Not knowing what to say, I started:

«Amy, I...»

Amy snapped as if I had given her a signal.

Before I could move, she reached me and raised her hand.

Slap!

I felt a sudden pain in my cheek. I touched it. It wasn't a strong pain, but it still hurt. I knew it was nothing, though, compared to what I had made my friend feel.

Amy was finally looking at me, tears in her eyes and her hand still raised. If she wanted to give me more slaps, I would have accepted them. Ten, a hundred, a thousand. I would have deserved them.

But instead, Amy threw herself against my chest. Sobbing desperately.

I put a hand behind her neck, stroking her hair.

«I'm sorry...» I whispered.

It was weak, but I couldn't think of anything else to say to her.

«Why, why didn't you tell me anything?!» Amy shouted through tears.

«I... I didn't want to worry you. I wanted to appear strong. I didn't want to disappoint you...»
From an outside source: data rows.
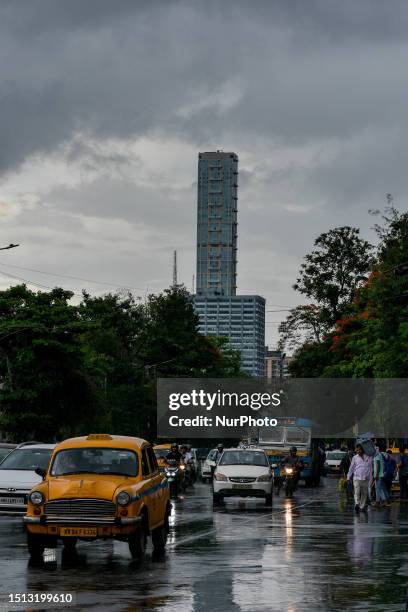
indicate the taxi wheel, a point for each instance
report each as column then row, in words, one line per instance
column 138, row 542
column 36, row 545
column 159, row 537
column 69, row 543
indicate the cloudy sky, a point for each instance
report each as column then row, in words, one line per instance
column 105, row 104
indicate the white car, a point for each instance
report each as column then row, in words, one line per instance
column 208, row 466
column 17, row 475
column 333, row 460
column 244, row 473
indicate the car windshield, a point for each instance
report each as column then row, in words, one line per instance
column 4, row 452
column 244, row 458
column 335, row 456
column 95, row 461
column 202, row 453
column 161, row 452
column 27, row 459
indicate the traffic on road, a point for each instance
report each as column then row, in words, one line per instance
column 104, row 525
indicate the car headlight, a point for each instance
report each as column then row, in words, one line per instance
column 123, row 498
column 219, row 476
column 36, row 498
column 264, row 478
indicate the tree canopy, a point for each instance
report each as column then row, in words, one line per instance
column 66, row 369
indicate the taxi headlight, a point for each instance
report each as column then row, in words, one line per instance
column 219, row 476
column 123, row 498
column 36, row 498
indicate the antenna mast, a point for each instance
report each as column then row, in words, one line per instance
column 175, row 269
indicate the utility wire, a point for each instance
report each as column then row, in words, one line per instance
column 35, row 284
column 86, row 280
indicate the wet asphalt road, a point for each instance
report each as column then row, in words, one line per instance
column 307, row 554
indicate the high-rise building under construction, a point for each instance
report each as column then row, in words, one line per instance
column 240, row 318
column 217, row 223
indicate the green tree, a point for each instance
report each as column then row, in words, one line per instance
column 372, row 340
column 332, row 272
column 44, row 381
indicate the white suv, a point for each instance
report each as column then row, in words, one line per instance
column 244, row 473
column 17, row 475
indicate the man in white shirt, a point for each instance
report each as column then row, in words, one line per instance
column 361, row 470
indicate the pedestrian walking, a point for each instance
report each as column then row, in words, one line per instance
column 344, row 468
column 381, row 493
column 361, row 470
column 390, row 467
column 403, row 474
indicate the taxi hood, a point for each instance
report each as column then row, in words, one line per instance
column 19, row 479
column 85, row 485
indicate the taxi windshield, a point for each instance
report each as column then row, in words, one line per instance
column 161, row 452
column 95, row 461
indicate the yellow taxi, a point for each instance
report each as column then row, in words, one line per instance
column 99, row 487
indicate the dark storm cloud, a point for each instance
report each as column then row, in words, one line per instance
column 311, row 94
column 308, row 69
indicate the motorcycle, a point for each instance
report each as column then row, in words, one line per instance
column 174, row 473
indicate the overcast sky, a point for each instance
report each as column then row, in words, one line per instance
column 104, row 106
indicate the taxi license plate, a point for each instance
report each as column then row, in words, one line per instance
column 11, row 500
column 79, row 532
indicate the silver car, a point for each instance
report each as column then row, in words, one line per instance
column 17, row 475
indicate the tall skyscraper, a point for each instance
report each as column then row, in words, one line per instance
column 217, row 224
column 240, row 318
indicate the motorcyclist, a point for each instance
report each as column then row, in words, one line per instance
column 174, row 454
column 294, row 461
column 220, row 450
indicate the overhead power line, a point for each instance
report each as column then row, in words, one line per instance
column 57, row 275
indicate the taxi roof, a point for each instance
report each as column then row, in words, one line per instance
column 98, row 440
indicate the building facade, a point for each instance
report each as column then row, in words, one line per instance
column 217, row 224
column 241, row 319
column 276, row 364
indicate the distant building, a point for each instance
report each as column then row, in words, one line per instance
column 217, row 224
column 276, row 364
column 241, row 319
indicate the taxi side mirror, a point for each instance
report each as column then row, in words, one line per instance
column 41, row 472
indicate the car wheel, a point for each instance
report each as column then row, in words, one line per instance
column 36, row 545
column 268, row 499
column 69, row 544
column 138, row 542
column 217, row 498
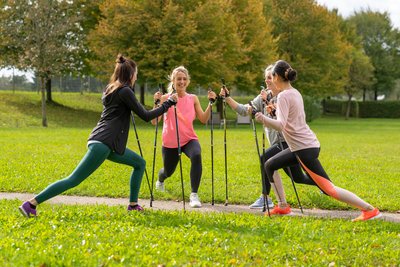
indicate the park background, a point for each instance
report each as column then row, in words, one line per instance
column 349, row 77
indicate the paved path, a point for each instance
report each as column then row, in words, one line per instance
column 207, row 207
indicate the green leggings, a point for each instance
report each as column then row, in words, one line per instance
column 97, row 153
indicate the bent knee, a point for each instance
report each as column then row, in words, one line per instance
column 329, row 190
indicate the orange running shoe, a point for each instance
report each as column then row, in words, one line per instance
column 368, row 215
column 279, row 211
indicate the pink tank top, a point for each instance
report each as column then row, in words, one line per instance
column 186, row 115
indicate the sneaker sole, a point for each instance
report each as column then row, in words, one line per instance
column 278, row 214
column 23, row 212
column 258, row 207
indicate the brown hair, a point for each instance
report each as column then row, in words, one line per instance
column 285, row 71
column 124, row 71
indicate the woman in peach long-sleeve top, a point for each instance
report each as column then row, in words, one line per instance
column 304, row 146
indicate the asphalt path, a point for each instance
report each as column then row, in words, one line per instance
column 206, row 207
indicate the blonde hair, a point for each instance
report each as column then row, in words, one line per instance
column 124, row 71
column 173, row 75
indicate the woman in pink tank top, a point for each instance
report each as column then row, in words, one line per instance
column 187, row 109
column 304, row 146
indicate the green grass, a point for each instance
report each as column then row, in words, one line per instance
column 359, row 155
column 109, row 236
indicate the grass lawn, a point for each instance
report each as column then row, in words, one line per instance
column 359, row 155
column 109, row 236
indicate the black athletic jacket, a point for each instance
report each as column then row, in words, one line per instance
column 113, row 126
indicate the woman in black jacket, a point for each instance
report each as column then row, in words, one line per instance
column 108, row 139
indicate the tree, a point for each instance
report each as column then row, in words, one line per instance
column 257, row 43
column 310, row 40
column 161, row 35
column 382, row 44
column 360, row 76
column 42, row 35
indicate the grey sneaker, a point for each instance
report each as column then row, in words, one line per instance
column 194, row 201
column 259, row 203
column 160, row 186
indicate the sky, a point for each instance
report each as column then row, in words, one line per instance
column 345, row 8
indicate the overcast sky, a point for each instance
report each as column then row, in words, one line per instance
column 347, row 7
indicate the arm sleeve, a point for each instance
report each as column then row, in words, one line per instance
column 242, row 109
column 282, row 112
column 129, row 98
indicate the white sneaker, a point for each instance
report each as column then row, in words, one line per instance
column 160, row 186
column 194, row 201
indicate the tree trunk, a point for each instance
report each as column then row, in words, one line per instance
column 348, row 107
column 43, row 90
column 48, row 89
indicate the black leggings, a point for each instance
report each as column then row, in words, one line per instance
column 308, row 159
column 171, row 158
column 292, row 170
I knew how much Amy admired me. The idea of confessing my weaknesses to her felt wrong at the time. But now I knew, I had made the wrong choice...

It was Amy herself who confirmed it:

«You're an idiot. Whether you're the strongest or not doesn't matter. I'll always be by your side anyway..»

«Amy, you're right. I've been stupid... And thank you, without you, I would never have realized it...»

Amy looked up from my chest. She was smiling through tears.

«Heh heh, I knew Sophia would convince you...»

She got me as usual. That strange girl had the ability to ignite a fire inside me.

Suddenly, though, the reality of what had happened in this room hit me.

«AAAAH» I screamed.

Amy jumped, startled.

"Perhaps I should really just die..."

«What state did I show myself in?!» I yelled, punching the pillow.

The idea that I had made Sophia feel pity for me to the point that she decided to save me, like a damsel in distress in need of a prince, reddened my cheeks.

"Never again!"

From now on, I would show her. From tomorrow, I wouldn't allow her to look down on me anymore.